Woks
Saya mungkin atau memang faktanya bukanlah pecinta bola sejati. Hampir-hampir saya belum mencapai ke relung hati apa itu sepakbola dan dunianya. Yang jelas saya adalah penikmat sepakbola yang sederhana. Saya menikmati bola tidak seperti mayoritas orang sampai di ujung fanatik. Mereka maniak sampai membeli jersey pemain idola, membeli bola, memburu tanda tangan, nonton di tribun, membentang spanduk bendera, hingga teriak berani mati sana-sini.
Saya hanya penikmat bola sebatas permainan ini unik dari olahraga lainnya. Pasalnya sepakbola adalah permainan olahraga terpopuler sejagat. Dari anak kecil hingga dewasa semua orang suka sepakbola bahkan sampai para perempuan. Ada satu hal yang ingin saya garis bawahi dalam catatan kecil ini yaitu soal supporter sepakbola. Selain masalah rivalitas dan anarkisme yang tak kalah menariknya adalah soal kedewasaan. Terutama supporter di Indonesia belum dapat dewasa sepenuhnya. Mereka masih sering tersulut api nafsu emosional akibat dendam membara tak berkesudahan. Salah satu faktornya adalah ketika tim kesayangan kalah dalam pertandingan.
Lucunya lagi di Indonesia selain bergesekan dengan supporter lawan mereka juga sering beradu pandang dengan pemilik club dan pelatih.
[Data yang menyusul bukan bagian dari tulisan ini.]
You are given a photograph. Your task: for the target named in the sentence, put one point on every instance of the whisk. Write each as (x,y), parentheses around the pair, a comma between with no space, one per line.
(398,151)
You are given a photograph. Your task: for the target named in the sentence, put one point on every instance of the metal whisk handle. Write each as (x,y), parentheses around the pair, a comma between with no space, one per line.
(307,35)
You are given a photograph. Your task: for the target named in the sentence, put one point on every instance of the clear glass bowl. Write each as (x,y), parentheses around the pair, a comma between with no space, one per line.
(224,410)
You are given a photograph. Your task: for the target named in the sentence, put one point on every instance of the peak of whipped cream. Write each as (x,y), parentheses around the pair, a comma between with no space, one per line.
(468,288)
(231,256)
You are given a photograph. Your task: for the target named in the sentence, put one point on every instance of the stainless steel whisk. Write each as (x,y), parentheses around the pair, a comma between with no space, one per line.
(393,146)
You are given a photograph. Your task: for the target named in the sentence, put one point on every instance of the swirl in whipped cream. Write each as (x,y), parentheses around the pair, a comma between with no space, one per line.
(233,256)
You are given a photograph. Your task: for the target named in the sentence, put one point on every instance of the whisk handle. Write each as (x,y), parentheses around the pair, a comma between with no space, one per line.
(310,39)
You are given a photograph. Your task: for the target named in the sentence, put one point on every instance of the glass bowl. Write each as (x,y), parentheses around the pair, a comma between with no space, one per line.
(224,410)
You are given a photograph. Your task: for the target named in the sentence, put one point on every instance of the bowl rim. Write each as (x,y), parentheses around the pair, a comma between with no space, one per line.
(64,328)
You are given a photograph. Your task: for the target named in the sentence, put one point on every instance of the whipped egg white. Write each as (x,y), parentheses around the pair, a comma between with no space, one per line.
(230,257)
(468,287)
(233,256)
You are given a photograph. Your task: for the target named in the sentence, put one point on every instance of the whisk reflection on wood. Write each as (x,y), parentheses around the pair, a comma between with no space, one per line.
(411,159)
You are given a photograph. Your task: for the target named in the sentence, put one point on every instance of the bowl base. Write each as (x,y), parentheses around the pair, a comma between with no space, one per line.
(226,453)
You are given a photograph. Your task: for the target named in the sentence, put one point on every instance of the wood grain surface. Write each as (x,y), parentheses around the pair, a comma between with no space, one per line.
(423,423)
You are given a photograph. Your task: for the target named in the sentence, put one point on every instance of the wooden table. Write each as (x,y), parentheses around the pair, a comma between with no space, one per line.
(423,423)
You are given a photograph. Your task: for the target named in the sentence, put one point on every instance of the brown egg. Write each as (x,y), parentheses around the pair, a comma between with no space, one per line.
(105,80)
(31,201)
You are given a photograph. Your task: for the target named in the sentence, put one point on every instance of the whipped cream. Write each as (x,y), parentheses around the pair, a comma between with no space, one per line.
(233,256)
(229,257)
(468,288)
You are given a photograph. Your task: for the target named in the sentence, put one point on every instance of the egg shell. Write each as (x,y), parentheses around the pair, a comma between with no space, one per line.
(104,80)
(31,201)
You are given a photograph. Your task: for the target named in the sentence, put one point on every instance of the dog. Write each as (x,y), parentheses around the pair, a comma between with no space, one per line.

Alasannya sederhana mereka menuntut agar timnya bisa keluar dari zona maut, zona degradasi. Sepengetahuan saya main bola itu tidak seinstan membuat mie kuah, bola itu bundar dan perlu proses panjang. Para pelatih dan asistennya pun berpikir keras bagaimana tim mereka meraih 3 poin baik dalam pertandingan "home" maupun "away". Akan tetapi fenomena saat ini bagai bola salju tidak hanya di daratan Eropa di Indonesia pun terkena imbasnya. Banyak para supporter yang menuntut agar pelatih yang tidak becus menangani club untuk segera mundur dari kursi kepelatihan. Apakah sesanksi itu para pelatih kita baik lokal maupun luar?
Seharusnya kepada setiap supporter segera membuka mata dan mendewasakan diri. Mereka harus belajar pada sejarah bahwa sepakbola itu bukan soal trofi, keuntungan atau prestis lainnya melainkan sepakbola indah. Kata Jurgen Klopp bahwa ada yang lebih tinggi dari sekadar sepakbola yaitu menghamba pada Tuhan. Kita juga seharusnya belajar kepada the Gunners terutama ketika arsitek mereka di bawah coach Arsene Wenger.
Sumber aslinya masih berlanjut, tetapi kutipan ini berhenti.